Ditetrahydrofurylpropane is a colorless liquid boiling at 145-146 °C at 60 mm Hg. It may be prepared by hydrogenation of 2,2-di-2-furylpropane. Consideration of the structure of ditetrahydrofurylpropane, DTHFP suggests that this molecule may exist as various stereoisomers depending on the orientation of the two H atoms adjacent to the isopropylidene bridging unit. The meso form (absolute configuration SR or RS) is symmetrical, while the stereoisomers (of absolute configuration SS and RR) represent a racemic pair.

== Synonyms ==
Furan, 2,2'-(1-methylethylidene)bis[tetrahydro-2,2-Bis(2-oxolanyl)propane
2,2-Bis(2-tetrahydrofuryl)propane
2,2'-Isopropylidenebis(tetrahydrofuran)
Bistetrahydrofurylpropane
DTHFP

== Synthesis ==
Ditetrahydrofurylpropane was synthesized in 1986 by Huffman via hydrogenation of 2,2-di-2-furylpropane. Vacuum distilled 2,2-di-2-furylpropane may be hydrogenated in nearly quantitative yield in alcohol solvents employing palladium on carbon or rhodium on carbon catalysts. Typical reaction times are a few hours at moderate temperatures at 100-800 psig hydrogen pressure.

== Applications ==
Ditetrahydrofurylpropane (DTHFP) has found application as a rubber additive in the manufacture of high vinyl content rubber for high performance tires. DTHFP functions as an anionic polymerization catalyst modifier allowing the preparation of rubber of high vinyl content.

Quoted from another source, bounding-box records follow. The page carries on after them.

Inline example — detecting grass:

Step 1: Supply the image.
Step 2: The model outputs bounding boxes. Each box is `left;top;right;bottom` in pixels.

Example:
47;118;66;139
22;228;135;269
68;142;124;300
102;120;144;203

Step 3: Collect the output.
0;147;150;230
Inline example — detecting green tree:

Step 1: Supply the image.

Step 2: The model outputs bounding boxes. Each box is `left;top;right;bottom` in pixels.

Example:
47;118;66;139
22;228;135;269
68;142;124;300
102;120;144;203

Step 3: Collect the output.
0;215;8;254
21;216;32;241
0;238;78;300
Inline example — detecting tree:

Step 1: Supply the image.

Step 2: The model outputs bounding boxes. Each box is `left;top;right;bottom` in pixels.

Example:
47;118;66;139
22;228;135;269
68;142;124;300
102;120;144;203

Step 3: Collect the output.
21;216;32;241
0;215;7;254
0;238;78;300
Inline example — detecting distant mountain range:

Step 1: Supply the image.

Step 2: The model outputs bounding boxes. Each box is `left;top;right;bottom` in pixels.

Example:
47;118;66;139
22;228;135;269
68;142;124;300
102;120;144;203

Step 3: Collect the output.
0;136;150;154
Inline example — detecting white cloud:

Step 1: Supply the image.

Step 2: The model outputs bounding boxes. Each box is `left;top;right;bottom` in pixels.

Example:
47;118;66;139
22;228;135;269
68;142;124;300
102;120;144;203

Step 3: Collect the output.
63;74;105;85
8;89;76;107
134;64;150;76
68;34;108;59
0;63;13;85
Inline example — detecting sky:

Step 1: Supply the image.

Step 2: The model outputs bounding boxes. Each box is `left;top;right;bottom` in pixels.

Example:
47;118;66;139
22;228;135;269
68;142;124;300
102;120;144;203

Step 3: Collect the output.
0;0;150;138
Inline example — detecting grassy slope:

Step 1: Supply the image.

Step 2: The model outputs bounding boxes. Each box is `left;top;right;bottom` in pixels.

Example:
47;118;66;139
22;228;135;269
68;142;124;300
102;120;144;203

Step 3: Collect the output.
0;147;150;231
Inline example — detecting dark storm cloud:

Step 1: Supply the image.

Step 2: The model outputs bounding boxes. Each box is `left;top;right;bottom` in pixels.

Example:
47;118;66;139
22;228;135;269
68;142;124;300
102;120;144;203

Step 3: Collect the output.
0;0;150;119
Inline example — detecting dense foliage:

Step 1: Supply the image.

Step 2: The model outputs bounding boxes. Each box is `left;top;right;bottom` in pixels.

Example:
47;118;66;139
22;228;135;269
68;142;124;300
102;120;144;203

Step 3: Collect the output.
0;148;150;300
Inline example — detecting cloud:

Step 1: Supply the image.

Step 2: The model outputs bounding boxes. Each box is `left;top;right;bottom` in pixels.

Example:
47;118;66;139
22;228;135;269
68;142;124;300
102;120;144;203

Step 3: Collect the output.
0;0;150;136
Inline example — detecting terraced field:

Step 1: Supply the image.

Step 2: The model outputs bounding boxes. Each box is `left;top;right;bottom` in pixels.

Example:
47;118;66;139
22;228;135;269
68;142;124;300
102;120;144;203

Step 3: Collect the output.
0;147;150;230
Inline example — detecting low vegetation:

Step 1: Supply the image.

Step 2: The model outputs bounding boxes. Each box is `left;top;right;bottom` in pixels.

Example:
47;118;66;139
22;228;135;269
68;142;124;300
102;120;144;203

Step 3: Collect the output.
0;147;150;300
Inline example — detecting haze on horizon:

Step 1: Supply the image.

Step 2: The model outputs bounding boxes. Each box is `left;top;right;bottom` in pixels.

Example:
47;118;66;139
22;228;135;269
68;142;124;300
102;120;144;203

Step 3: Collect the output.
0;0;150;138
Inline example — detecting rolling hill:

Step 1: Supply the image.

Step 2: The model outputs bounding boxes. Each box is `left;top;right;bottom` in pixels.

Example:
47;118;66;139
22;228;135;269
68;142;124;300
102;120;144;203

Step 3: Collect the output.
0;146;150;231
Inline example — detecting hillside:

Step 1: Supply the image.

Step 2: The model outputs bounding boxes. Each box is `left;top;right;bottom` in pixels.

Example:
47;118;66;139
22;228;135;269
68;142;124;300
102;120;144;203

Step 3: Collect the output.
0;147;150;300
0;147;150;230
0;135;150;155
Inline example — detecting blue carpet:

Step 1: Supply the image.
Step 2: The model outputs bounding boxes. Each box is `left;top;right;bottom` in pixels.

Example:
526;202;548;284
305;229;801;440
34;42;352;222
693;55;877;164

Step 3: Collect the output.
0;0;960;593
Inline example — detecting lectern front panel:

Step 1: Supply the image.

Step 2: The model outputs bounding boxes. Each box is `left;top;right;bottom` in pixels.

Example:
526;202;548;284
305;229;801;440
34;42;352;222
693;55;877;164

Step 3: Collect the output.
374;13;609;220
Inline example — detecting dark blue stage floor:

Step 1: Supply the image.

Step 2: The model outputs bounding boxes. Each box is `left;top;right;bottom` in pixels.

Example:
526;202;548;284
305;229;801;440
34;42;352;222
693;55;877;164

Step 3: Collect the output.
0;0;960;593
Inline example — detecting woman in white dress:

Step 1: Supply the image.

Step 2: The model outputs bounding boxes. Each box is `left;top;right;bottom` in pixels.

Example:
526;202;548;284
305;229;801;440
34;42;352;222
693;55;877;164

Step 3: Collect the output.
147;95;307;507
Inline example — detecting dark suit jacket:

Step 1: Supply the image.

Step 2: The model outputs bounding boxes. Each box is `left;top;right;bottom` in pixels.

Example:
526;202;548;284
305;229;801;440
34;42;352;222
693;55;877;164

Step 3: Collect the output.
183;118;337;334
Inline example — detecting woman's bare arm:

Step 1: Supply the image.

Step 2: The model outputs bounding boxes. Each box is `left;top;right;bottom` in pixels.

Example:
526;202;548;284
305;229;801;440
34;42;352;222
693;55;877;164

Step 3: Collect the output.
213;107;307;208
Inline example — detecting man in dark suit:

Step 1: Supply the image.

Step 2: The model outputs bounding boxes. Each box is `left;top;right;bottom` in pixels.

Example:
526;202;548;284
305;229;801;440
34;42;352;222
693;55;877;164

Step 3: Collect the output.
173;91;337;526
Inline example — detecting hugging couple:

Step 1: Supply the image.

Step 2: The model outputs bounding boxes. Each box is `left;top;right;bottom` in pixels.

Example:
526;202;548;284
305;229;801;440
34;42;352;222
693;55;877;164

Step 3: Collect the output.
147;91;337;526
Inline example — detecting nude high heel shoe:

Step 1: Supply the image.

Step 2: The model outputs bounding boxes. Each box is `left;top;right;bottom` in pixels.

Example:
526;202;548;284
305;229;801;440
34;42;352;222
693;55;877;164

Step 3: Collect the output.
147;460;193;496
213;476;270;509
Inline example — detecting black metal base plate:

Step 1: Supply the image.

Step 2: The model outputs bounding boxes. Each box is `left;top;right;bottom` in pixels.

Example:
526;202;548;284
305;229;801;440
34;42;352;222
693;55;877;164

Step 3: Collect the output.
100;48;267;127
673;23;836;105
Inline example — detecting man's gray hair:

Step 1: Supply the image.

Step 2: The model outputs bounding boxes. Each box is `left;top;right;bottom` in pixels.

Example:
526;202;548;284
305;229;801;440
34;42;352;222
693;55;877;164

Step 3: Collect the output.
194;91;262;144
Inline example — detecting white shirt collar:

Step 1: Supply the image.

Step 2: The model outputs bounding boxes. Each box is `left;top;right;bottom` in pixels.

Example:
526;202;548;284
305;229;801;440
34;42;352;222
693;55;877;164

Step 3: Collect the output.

Since the meso and racemic forms of DTHFP are diastereomeric, they have different physical properties and, in principle, can be separated by physical methods. In fact, the diastereomeric forms of DTHFP have been separated by column chromatography over silica gel. The symmetrical, meso form of DTHFP was found to be significantly more effective in increasing the vinyl content of rubber than the racemic form.